7. a)               Au vu de ce qui précède, il y a lieu d’admettre les conclusions du demandeur, en ce sens qu'il a conservé le droit de recevoir de la défenderesse une rente trimestrielle entière et d'être totalement libéré du paiement des primes postérieurement au 1er août 2015, au vu de la persistance d'un taux d'incapacité de travail minimal de 75%, soit un taux supérieur à celui de 66⅔% requis pour le maintien de prestations complètes (ch. 2 des conditions de l'assurance complémentaire en cas d'incapacité de gain).
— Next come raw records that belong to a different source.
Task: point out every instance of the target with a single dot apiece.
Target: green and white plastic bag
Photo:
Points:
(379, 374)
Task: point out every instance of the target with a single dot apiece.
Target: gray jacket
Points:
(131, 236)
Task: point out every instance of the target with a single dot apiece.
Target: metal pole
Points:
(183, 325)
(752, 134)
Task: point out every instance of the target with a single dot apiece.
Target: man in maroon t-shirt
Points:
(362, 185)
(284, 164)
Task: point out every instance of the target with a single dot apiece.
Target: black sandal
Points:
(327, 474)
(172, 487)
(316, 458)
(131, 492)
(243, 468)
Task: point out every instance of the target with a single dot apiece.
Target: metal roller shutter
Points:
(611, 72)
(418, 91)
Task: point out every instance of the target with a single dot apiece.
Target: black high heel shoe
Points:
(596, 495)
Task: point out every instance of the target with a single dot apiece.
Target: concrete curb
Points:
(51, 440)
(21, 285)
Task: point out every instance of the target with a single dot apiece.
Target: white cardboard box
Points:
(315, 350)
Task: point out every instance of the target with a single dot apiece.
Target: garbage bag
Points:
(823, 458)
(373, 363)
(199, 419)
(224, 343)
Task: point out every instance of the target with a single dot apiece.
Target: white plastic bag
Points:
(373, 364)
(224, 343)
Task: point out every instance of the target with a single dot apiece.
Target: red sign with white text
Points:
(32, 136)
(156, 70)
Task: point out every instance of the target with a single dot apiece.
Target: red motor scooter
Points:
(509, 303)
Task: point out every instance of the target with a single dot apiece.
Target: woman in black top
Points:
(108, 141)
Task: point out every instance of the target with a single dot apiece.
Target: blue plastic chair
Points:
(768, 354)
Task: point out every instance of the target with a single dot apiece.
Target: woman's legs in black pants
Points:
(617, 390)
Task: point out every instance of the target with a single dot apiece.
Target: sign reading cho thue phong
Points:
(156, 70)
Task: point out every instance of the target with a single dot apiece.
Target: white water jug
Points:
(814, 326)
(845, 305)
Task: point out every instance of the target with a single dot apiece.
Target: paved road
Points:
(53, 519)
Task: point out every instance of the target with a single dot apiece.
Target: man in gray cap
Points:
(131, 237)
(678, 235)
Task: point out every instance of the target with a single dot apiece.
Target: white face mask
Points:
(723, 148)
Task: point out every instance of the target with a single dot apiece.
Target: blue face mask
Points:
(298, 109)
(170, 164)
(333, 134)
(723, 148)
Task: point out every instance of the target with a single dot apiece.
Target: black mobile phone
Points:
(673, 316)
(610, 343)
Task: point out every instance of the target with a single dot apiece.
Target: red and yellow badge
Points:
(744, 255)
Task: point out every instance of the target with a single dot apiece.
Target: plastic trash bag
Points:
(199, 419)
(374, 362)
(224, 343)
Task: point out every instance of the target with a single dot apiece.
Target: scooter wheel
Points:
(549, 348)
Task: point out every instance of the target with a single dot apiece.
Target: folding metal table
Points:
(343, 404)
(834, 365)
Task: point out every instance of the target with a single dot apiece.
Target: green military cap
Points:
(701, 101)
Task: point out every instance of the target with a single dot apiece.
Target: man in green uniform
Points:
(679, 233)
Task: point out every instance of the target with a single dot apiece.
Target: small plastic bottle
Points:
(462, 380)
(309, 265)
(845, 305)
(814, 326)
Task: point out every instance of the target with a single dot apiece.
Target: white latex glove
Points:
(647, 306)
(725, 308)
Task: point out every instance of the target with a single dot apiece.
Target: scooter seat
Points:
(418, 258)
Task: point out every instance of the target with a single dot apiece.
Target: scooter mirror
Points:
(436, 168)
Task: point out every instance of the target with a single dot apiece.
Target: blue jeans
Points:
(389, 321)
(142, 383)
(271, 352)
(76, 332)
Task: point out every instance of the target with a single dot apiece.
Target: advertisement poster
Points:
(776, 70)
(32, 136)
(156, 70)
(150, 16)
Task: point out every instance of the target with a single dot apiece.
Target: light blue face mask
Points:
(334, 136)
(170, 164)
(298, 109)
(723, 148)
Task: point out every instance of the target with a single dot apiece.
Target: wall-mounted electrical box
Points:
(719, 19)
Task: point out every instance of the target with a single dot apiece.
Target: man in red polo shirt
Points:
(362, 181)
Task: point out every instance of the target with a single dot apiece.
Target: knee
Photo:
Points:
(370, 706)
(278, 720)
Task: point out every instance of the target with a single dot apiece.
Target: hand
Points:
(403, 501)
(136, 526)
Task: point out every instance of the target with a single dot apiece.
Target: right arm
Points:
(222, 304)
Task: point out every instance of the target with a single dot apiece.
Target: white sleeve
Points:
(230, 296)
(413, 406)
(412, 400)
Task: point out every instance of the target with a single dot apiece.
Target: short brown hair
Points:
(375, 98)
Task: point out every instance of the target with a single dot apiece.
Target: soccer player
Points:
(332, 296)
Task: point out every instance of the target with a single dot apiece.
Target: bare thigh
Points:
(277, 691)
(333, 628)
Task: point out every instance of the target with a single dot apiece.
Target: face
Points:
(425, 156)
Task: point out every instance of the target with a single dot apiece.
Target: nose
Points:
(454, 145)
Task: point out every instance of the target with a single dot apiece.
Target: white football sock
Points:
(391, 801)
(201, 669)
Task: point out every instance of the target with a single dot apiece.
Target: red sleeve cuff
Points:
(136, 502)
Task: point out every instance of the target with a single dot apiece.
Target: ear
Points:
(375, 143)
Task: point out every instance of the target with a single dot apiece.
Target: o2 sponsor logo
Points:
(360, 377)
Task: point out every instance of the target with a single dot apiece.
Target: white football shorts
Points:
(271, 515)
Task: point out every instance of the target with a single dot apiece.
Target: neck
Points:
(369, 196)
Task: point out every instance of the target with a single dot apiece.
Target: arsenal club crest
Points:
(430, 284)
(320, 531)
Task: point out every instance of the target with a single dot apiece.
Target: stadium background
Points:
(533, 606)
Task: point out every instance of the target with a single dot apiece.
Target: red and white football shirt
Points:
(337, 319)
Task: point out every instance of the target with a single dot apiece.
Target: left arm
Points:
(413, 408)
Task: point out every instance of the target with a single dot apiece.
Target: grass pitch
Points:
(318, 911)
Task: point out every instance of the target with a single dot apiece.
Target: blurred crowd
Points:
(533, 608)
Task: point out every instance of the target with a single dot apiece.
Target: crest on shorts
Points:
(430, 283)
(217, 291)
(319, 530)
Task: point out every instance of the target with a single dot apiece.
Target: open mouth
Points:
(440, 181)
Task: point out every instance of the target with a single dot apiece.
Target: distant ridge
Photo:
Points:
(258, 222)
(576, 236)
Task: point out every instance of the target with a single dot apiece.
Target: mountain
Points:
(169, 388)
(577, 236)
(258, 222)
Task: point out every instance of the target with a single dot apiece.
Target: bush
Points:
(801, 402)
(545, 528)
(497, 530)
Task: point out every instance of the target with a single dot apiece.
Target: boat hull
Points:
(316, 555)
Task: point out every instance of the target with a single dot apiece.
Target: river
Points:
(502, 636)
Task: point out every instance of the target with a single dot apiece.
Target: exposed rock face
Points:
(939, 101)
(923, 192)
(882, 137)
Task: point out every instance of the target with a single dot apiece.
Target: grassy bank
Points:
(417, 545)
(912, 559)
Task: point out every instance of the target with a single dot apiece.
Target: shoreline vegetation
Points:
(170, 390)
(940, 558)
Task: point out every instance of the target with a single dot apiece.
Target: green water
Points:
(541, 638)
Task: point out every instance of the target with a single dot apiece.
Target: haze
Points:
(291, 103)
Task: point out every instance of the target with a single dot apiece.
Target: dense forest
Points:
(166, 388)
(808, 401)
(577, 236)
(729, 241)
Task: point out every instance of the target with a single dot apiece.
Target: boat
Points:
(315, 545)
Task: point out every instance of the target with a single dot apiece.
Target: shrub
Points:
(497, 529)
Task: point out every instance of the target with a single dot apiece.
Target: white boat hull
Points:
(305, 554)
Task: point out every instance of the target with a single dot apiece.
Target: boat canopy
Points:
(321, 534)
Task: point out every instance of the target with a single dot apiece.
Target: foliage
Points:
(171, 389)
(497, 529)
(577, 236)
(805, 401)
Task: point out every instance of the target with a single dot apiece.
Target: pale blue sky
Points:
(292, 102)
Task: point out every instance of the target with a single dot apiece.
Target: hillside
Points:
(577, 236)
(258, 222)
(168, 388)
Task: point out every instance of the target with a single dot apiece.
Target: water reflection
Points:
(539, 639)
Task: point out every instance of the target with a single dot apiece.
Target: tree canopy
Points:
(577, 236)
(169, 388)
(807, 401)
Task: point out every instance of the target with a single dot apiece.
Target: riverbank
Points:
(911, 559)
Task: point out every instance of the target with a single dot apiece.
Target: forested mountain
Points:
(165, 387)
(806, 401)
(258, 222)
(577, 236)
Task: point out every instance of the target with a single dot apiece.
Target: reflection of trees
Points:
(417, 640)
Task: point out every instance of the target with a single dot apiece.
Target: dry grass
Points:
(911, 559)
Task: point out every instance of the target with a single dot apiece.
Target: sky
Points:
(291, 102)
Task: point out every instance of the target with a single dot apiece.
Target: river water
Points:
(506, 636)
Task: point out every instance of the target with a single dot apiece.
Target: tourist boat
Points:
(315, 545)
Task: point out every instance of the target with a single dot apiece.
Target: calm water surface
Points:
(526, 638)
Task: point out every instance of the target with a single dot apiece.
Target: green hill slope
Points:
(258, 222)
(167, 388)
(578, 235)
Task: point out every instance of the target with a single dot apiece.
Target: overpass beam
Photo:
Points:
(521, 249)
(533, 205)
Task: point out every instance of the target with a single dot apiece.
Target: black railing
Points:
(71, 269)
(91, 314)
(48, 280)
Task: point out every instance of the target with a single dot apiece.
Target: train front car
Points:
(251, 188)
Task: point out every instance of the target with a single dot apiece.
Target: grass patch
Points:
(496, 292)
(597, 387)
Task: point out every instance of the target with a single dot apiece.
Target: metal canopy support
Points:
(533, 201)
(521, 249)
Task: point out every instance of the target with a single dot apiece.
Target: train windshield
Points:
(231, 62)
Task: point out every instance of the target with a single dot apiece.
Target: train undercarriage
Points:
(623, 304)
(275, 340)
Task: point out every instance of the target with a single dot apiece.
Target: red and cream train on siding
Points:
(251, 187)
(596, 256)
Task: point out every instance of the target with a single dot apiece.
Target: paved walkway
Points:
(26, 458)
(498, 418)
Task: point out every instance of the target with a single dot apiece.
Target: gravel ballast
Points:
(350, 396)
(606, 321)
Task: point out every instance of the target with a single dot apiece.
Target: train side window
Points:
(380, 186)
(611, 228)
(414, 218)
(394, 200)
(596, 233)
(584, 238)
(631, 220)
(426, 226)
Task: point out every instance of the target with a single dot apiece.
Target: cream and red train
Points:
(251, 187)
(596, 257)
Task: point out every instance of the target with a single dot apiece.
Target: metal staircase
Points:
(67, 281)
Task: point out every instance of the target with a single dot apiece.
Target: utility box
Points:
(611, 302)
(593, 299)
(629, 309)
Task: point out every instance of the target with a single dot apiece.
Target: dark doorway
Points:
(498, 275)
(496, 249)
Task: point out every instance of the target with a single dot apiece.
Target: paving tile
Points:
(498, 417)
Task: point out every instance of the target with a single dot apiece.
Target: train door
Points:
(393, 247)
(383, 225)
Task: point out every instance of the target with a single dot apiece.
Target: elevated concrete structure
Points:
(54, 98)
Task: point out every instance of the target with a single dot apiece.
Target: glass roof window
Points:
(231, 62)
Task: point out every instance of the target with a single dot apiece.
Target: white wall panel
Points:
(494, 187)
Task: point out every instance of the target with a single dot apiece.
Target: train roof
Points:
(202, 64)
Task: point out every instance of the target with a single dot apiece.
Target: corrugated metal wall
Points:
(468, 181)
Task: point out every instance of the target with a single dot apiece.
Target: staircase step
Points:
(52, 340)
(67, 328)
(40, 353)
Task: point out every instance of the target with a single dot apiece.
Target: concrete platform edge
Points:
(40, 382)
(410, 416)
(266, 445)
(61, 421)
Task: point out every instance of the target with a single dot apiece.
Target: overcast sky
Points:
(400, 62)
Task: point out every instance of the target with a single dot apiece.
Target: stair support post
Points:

C’est donc à tort que la défenderesse a supprimé les prestations du demandeur dès le 1er août 2015.

 

b)               La procédure est gratuite (cf. art. 73 al. 2 LPP), de sorte qu’il n’y a pas lieu de percevoir de frais judiciaires.

 

              Le demandeur, qui obtient gain de cause avec l’assistance d’un mandataire professionnel, a droit à des dépens, fixés à 2'500 fr. et mis à la charge de la défenderesse (cf. art. 55 LPA-VD, applicable par analogie en vertu de l’art. 109 al. 1 LPA-VD).

 

Par ces motifs,

la Cour des assurances sociales

prononce :

 

              I.              La demande est admise en ce sens que le droit de F.________ à une rente trimestrielle entière et à la libération totale du paiement des primes de la police d'assurance n° [...] perdure au-delà du 1er août 2015.

 

              II.              Il n'est pas perçu de frais judiciaires.

 

              III.              Une indemnité de 2'500 fr. (deux mille cinq cents francs), à verser à F.________ à titre de dépens, est mise à la charge d'U.________.

 

La présidente :               La greffière :

 

 

Du

 

              Le jugement qui précède, dont la rédaction a été approuvée à huis clos, est notifié à :

 

‑              Me Sara Giardina, avocate à Nyon (pour le demandeur),

‑              U.________, à [...],

-              Office fédéral des assurances sociales, à Berne,

 

par l'envoi de photocopies.

 

              Le présent jugement peut faire l'objet d'un recours en matière de droit public devant le Tribunal fédéral au sens des art. 82 ss LTF (loi du 17 juin 2005 sur le Tribunal fédéral ; RS 173.110), cas échéant d'un recours constitutionnel subsidiaire au sens des art. 113 ss LTF. Ces recours doivent être déposés devant le Tribunal fédéral (Schweizerhofquai 6, 6004 Lucerne) dans les trente jours qui suivent la présente notification (art. 100 al. 1 LTF).